As his strength increased, so too did his anxiety. He had a terrible decision to make. By telling Palmerston about the future and revealing to him his fate, he might persuade him to abandon plans to use the Eyes of Naga as a means for mediumistic espionage against Prussia; might convince him that sending troops to Africa would lead to disaster. But if he succeeded in this, it would mean no reinforcements for the Daughters of Al-Manat. Bertie Wells had told him that the female guerrilla fighters survived at least into the 1870s. In changing history, Burton would almost certainly condemn Isabel Arundell, Isabella Mayson, and Sadhvi Raghavendra to much earlier deaths.

Obviously, the future he'd visited had occurred because he'd favoured Al-Manat's survival over the 130-year-old Palmerston's direct order. As much as he loved Isabel, he had no idea why he might have done such a thing, for, in anyone's estimation, could three lives-even thosethree-be worth the savagery and destruction of the Great War?

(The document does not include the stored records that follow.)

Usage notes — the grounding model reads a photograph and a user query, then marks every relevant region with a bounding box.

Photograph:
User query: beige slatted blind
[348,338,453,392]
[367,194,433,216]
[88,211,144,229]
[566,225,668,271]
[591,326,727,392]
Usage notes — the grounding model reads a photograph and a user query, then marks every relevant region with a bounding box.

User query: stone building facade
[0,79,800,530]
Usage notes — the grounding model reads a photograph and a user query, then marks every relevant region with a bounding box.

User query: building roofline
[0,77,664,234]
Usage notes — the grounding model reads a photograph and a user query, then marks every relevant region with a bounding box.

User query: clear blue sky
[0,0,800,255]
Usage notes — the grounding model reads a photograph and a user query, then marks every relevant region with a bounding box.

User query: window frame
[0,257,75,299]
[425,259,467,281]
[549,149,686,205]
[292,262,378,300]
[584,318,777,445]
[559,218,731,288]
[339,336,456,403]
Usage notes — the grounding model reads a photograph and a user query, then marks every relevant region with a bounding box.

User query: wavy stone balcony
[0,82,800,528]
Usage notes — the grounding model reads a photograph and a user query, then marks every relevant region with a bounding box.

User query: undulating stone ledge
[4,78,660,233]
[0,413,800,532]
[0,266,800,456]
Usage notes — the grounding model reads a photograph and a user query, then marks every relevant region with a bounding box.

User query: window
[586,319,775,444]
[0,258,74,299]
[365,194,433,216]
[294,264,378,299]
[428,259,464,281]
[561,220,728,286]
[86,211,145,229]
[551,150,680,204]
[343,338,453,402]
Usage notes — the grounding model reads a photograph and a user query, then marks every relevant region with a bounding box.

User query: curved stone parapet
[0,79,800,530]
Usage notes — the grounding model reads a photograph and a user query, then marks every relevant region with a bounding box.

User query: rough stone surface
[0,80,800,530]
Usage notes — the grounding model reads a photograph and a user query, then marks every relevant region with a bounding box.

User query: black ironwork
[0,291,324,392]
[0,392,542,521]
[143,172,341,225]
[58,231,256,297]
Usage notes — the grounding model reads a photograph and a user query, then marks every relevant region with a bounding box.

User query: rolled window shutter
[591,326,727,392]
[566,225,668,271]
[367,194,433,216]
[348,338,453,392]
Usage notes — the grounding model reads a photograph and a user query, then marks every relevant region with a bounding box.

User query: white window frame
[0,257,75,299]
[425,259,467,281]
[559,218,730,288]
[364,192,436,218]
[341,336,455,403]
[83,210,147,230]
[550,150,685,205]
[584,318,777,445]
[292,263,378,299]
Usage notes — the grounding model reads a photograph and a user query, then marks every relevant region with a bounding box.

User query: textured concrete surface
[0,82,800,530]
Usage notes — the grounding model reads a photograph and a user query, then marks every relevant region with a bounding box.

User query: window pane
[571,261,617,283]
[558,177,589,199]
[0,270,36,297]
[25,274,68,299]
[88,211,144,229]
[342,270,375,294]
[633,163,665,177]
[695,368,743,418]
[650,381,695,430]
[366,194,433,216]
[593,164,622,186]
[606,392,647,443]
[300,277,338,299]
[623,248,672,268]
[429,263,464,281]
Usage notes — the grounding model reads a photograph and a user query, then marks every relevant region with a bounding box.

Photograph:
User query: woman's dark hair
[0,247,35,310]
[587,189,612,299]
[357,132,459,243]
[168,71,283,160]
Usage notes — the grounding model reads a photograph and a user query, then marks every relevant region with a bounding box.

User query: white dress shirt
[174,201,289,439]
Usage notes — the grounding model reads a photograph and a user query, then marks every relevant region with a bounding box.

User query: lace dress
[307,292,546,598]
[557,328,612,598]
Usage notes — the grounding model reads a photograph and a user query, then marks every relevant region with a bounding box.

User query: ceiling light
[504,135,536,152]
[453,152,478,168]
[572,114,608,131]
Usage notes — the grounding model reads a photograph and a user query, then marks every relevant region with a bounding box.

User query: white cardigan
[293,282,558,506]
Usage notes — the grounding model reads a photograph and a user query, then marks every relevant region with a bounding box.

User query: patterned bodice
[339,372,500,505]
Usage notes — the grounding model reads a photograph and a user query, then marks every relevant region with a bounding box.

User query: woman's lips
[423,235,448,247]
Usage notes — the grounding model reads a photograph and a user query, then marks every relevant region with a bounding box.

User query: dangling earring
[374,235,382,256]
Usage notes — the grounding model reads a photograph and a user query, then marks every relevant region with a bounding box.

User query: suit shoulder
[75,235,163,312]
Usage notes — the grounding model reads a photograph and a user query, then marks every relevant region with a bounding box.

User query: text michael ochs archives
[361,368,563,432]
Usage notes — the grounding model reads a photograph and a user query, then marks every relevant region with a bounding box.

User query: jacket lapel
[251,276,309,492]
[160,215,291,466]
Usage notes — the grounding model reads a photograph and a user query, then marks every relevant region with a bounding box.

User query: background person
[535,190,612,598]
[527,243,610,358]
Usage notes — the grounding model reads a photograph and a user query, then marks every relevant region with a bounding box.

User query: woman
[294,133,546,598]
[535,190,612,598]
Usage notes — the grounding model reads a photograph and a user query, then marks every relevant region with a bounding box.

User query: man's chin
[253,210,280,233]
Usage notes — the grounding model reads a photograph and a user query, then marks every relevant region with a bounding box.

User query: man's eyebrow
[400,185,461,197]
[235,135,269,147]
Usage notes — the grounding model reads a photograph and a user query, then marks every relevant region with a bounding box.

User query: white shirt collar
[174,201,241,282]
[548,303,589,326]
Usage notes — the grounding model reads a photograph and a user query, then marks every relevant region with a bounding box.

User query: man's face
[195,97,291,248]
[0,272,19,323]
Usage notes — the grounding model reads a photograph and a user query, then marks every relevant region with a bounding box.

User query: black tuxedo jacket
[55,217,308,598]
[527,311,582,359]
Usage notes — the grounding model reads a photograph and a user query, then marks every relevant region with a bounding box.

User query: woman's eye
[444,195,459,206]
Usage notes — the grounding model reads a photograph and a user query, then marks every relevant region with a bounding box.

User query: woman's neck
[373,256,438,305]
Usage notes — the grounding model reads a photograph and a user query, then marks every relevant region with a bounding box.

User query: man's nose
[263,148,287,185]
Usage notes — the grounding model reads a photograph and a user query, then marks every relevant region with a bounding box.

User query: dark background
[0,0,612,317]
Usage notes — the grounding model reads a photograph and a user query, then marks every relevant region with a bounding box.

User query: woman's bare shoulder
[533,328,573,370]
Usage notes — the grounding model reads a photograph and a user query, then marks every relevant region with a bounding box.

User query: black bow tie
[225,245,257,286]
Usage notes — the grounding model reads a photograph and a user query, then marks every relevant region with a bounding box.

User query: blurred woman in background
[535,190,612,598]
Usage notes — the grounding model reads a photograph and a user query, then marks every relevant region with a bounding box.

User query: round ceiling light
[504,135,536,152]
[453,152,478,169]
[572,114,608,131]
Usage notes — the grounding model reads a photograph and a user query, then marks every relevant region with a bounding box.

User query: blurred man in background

He wrote much about this in his personal journal, examining the problem from every angle he could think of, but though he produced pages and pages of cramped handwriting, he could find no answer.

The solution finally came with a visit from Palmerston himself.

Two weeks into his treatment, Burton was sitting up in bed reading a newspaper when the door opened and the prime minister stepped in, announcing: “I'd have come earlier. You know how it is. Affairs of state. Complex times, Captain Burton. Complex times.”

He took off his hat and overcoat-revealing a Mandarin-collared black suit and pale blue cravat-and placed them on a chair. He didn't remove his calfskin gloves.

Standing at the end of the patient's bed, he said, “You look bloody awful. Your hair is white!”